Open hausheer opened 5 years ago
Using a hostname directly for the Public/Remote address configuration of the BorderRouters is not supported -- this might not be what you meant anyway.
So just thinking out loud; If we'd use hostnames, we would have to have a process that continuously resolves the DNS hostname and somehow updates the topology files. My understanding of how dyndns etc. work, is that they have a daemon running on the clients host which makes e.g. http requests to the ddns-service which will trigger an update of the IP in the corresponding DNS record.
Since we already have a central service (the coordinator), we can just skip the DDNS-middleman; we could add a simple API to the coordinator which updates the UserAS's public IP to the source IP of the request. A little script that runs on the user's host could regularly make this request, re-download the topology if the IP has changed and restart scion.

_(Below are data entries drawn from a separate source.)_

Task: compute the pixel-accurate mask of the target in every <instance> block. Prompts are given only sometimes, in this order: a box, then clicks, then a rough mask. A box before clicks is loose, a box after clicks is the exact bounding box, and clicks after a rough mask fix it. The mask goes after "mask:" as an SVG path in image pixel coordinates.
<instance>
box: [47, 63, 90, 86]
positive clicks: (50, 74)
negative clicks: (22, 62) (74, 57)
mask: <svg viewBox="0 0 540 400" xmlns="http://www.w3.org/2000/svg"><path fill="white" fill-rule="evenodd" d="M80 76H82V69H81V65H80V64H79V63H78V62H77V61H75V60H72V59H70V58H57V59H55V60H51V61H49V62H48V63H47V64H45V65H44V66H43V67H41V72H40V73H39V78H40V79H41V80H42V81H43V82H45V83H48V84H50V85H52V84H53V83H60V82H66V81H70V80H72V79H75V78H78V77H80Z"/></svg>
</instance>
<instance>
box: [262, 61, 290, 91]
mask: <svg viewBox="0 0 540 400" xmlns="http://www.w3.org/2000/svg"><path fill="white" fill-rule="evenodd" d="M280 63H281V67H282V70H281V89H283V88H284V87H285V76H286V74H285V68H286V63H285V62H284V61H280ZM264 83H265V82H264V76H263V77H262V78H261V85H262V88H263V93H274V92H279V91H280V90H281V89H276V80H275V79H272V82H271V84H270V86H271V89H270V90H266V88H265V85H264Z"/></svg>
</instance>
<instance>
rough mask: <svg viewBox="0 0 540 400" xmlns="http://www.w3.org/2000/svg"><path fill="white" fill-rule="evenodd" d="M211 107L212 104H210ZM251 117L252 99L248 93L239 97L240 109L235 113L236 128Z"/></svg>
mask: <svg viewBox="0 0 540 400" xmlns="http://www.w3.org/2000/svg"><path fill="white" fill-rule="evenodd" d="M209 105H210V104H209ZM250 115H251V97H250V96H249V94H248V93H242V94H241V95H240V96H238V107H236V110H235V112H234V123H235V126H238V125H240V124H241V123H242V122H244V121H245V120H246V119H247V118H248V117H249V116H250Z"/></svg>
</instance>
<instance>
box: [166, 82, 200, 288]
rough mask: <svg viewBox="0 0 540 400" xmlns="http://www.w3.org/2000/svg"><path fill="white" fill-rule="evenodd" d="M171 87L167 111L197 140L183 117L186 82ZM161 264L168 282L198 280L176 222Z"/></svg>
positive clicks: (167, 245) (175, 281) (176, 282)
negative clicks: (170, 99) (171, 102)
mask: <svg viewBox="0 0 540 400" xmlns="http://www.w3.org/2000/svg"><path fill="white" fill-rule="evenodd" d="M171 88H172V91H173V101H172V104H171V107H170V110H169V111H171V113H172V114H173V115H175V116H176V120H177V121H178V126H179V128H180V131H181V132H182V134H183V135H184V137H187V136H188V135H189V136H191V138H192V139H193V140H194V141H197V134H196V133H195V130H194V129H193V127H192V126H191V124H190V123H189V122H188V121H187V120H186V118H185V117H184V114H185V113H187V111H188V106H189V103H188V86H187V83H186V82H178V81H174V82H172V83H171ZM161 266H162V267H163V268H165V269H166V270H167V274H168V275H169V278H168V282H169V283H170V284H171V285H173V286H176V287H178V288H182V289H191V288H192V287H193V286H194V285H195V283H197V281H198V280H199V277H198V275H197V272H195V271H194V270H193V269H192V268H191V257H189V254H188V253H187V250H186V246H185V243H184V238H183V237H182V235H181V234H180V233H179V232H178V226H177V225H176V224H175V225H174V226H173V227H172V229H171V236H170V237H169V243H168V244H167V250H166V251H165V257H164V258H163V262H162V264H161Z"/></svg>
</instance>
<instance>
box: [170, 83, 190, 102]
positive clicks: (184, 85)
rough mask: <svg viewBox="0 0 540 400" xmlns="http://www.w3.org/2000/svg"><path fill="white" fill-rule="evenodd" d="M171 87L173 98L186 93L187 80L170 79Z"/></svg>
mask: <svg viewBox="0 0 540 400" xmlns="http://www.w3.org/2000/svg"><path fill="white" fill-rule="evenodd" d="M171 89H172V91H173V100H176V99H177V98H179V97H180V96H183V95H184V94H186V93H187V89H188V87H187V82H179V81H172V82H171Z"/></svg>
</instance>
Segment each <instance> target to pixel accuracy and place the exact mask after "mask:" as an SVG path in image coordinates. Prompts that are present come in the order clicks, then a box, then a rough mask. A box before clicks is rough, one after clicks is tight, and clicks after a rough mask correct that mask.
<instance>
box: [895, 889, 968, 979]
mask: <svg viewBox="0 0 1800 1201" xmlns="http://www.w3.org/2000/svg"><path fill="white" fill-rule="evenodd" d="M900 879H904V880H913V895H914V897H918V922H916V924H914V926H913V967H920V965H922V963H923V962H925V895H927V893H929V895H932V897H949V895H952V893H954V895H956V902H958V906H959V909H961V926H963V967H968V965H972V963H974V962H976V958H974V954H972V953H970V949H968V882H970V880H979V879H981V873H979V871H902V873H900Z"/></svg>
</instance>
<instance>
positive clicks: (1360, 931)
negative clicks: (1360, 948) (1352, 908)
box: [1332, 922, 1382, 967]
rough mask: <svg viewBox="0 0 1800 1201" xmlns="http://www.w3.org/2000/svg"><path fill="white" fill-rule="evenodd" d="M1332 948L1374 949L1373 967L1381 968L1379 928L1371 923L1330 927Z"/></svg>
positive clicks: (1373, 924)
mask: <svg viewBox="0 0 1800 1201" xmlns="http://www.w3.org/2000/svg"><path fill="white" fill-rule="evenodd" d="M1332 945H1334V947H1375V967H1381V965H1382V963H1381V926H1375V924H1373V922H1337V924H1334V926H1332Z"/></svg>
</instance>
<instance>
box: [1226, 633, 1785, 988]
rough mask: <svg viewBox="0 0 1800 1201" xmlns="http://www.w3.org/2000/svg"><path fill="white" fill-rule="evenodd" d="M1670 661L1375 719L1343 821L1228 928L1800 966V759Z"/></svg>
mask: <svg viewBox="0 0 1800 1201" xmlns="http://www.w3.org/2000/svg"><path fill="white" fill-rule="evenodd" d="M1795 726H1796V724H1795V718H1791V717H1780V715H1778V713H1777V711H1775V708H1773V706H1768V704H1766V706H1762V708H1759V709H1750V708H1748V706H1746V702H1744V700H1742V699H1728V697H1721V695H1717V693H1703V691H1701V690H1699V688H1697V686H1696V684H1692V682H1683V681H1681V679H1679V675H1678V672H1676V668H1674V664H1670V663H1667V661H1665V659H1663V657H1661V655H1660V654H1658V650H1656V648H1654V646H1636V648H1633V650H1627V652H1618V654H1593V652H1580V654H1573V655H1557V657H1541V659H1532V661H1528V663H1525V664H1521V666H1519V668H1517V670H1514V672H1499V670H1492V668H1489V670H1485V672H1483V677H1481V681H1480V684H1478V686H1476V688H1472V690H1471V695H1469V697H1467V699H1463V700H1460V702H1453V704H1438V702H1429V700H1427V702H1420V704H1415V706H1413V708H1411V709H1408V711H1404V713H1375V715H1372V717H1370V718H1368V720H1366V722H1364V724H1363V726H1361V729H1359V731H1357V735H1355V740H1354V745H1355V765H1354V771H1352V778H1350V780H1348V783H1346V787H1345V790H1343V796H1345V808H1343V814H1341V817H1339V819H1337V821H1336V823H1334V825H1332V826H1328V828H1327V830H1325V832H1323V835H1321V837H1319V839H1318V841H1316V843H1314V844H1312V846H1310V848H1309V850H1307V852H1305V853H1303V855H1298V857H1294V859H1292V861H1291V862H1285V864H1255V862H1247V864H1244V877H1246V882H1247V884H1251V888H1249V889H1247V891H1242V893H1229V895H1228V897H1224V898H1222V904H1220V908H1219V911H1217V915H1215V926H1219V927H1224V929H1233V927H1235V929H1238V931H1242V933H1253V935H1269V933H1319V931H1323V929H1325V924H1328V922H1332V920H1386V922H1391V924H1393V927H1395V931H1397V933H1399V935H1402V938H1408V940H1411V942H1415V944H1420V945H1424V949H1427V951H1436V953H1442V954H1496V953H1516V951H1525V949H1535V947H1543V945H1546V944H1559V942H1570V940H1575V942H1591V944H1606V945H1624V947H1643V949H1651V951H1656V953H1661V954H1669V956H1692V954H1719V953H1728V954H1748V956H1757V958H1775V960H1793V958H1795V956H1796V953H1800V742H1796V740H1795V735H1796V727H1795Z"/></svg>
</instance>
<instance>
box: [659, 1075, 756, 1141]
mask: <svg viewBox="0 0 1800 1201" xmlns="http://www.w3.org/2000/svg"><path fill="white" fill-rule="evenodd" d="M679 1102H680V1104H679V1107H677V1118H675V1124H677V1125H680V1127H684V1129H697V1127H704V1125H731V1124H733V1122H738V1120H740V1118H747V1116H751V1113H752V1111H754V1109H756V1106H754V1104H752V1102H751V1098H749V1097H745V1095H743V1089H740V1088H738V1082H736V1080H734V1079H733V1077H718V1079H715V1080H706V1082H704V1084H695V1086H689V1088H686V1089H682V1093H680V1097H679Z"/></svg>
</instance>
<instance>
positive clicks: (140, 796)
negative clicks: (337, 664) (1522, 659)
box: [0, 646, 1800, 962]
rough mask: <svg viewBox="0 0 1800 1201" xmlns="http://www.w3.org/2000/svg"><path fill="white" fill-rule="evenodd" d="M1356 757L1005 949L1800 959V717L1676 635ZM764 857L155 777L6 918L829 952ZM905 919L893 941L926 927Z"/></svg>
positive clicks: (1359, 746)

Just a final question: is the reduced performance the only disadvantage you see in running over a VPN? How would this look if we could use wireguard instead of OpenVPN? Generally, I think that the advantage of using VPN over a DDNS approach, would be that IP changes are transparent to scionlab, and no routers need to be restarted.
Many home users have public IP addresses but those are dynamically changing (e.g. users connected over DSL or LTE). Those users could be supported by relying on a static hostname (such as one assigned through dyndns) instead of VPN, thereby avoiding performance degradation.